Join us for the 8th Annual PAMIS Burns Supper!

Please join us on Saturday the 26th of January, at the Apex City Quay and Spa, to commemorate our best loved bard with a Burns Supper with live music from the Mad Parrot ceilidh band and fundraising games. It’s sure to be an evening to remember!

 

Dress code: Scottish Glamour/Touch of Tartan

Ticket price includes live music, drinks reception, traditional Burns speeches and a 3 course Scottish Supper.

Event speakers to be confirmed.

£55pp + booking fee for an early bird ticket price (early bird ticket available till end of November- £60pp thereafter)

£520 + booking fee for a table of 10 early bird ticket price (early bird available till end of November – £580 + booking fee thereafter)

We have a special price for fellow Dundee and Angus Chamber of Commerce members this year:

£52.50 pp or £500 for a table of 10. This price is available at any time leading up to the event.

We also have sponsorship packages for entertainment, drinks and tables priced at £650, £750 and £850. For more information, or if you would like to be invoiced for a table rather than going through the Eventbrite booking system, please contact Fiona Harper at [email protected] or call 01382 385154.

Please note: We cannot unfortunately absorb this sytems booking fee on all individual tickets though we have tried to do so for tables due to high additional booking costs. Thank you for your understanding.

Pamis – Promoting a more inclusive society – is the only organisation that works across Scotland solely for people with profound and multiple learning disabilities (pmld) and their family carers to ensure they have access to healthy, valued and included lives. This group are some of the most excluded people within our communities not least because of the complex healthcare needs they have. PAMIS supports families, practitioners and communities through education, research, development of inclusive practice, campaigns and input into local and national policy development. Recognised nationally and internationally specifically for the work it undertakes in relation to bereavement and loss, emotional well being, inclusive culture and leisure and as the cofounder of the changing places toilet campaign. There are over 750 family carers and people with PMLD on the PAMIS database. PAMIS also operates specific family support services for children and adults with PMLD and their families across 14 local authorities.

All proceeds raised at this event will go towards our vital, but sadly underfunded, Family Support Services.

Why are these services important to our families? We will let mum Patricia explain:

Pat and Lauren

“While our relationship with Pamis originated with our seeking assistance with the day to day traumas and difficulties of living with a family member with PMLD, over the course of the last 20 years Pamis has gone on to provide us with a wide range of support mechanisms and choices that have impacted beneficially on every aspect of our daughter, Lauren’s life. As a consequence of that there has been a corresponding improvement in the life of the rest of the family.

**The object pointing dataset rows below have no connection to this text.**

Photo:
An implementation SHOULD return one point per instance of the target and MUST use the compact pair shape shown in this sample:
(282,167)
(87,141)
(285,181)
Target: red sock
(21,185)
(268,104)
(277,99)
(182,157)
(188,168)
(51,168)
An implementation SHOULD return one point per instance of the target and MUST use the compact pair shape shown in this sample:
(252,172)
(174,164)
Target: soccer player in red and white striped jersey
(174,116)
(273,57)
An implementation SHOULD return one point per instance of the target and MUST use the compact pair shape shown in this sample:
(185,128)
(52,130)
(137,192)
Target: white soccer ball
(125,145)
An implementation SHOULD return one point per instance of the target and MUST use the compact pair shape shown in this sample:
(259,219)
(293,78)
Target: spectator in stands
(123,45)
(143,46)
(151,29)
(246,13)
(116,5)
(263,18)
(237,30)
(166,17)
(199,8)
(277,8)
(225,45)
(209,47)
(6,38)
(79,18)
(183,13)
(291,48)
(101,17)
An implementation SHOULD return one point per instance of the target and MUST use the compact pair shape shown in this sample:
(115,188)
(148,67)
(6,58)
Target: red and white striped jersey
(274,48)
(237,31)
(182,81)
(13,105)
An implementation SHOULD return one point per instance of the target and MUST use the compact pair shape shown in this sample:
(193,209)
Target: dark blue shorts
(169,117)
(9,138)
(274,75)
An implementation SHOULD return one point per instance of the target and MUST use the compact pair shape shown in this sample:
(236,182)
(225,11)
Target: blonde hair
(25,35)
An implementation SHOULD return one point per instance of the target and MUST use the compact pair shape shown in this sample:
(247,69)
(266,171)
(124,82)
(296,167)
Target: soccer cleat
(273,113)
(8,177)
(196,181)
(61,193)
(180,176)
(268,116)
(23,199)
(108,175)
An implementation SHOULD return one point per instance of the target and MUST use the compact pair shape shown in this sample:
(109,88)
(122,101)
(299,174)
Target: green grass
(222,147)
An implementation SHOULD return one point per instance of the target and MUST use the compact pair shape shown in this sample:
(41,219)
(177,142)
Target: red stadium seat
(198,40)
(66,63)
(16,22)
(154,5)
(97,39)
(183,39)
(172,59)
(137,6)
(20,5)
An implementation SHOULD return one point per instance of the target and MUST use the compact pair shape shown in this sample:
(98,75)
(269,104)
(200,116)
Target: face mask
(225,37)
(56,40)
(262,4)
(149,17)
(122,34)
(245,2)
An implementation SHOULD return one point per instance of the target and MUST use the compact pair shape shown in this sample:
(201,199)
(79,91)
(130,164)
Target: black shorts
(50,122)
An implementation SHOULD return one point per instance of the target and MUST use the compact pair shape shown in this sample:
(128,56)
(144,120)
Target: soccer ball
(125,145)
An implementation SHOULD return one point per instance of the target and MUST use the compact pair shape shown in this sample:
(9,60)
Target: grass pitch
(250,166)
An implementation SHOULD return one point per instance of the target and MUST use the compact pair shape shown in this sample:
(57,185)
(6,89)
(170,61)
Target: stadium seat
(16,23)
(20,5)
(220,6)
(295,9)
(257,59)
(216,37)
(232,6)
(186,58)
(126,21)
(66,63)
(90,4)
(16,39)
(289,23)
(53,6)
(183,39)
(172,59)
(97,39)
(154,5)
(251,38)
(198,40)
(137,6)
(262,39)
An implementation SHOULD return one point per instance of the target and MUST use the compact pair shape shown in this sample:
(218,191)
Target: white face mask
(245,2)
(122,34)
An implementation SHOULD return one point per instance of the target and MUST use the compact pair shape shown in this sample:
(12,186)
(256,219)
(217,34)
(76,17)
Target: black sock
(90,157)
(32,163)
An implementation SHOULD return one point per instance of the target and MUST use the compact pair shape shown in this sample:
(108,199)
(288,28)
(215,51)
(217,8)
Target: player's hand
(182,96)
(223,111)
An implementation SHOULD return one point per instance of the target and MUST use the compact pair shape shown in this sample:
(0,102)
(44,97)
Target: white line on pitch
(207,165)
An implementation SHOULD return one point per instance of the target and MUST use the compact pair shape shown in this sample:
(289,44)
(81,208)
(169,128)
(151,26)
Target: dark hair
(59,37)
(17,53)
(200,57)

We have been the recipients of support with advocacy, advice, research and training on too many subjects and difficult situations to enumerate but they include such wide and varied topics as health and wellbeing, guardianship, dental treatment, restraint, loss and bereavement and digital passports.

However, in addition to helping us with the difficulties that we encounter, Pamis has also introduced Lauren and the rest of the family to an wide variety of activities that are not normally easily accessible or affordable to people with PMLD. These include music therapy, storytelling, a Friendship Club, SOMA and Boccia, walking outings, wheelchair ice skating, swimming, rebound therapy and a Pamis Christmas Party. Who knows what the next activity might be! A very welcome and unexpected outcome of all of the many activities and projects that Lauren has been involved in has been that we are now very much more aware of Lauren’s interests, abilities, memory and capacity for learning and achievement than we would otherwise have been.

We strongly believe that Pamis has given our family not only a place in the PMLD community but because of the work that Pamis does they have given PMLD families a place in wider society in a way that would have been inconceivable 20 years ago. At that time we felt marginalised and isolated and that we didn’t have a voice but Pamis has worked incredibly hard to ensure that the voice of PMLD families is heard far and wide, whether at international conferences such as IASSID, in the Scottish Parliament, in the local or national press or on social media.

When a member of your family has PMLD your life very much consists of asking and often fighting for all sorts of things. It might be related to medical treatment, education, benefits, respite, education, care, therapies. The list seems endless. What Pamis does for families, in addition to providing us with support, is to enable and encourage families to give something back. They value our expertise and knowledge and acknowledge that we are experts in most matters relating to our children. This is enormously empowering for us when we often feel undervalued, patronised and even crushed by the organisations that we have to deal with on a daily basis.”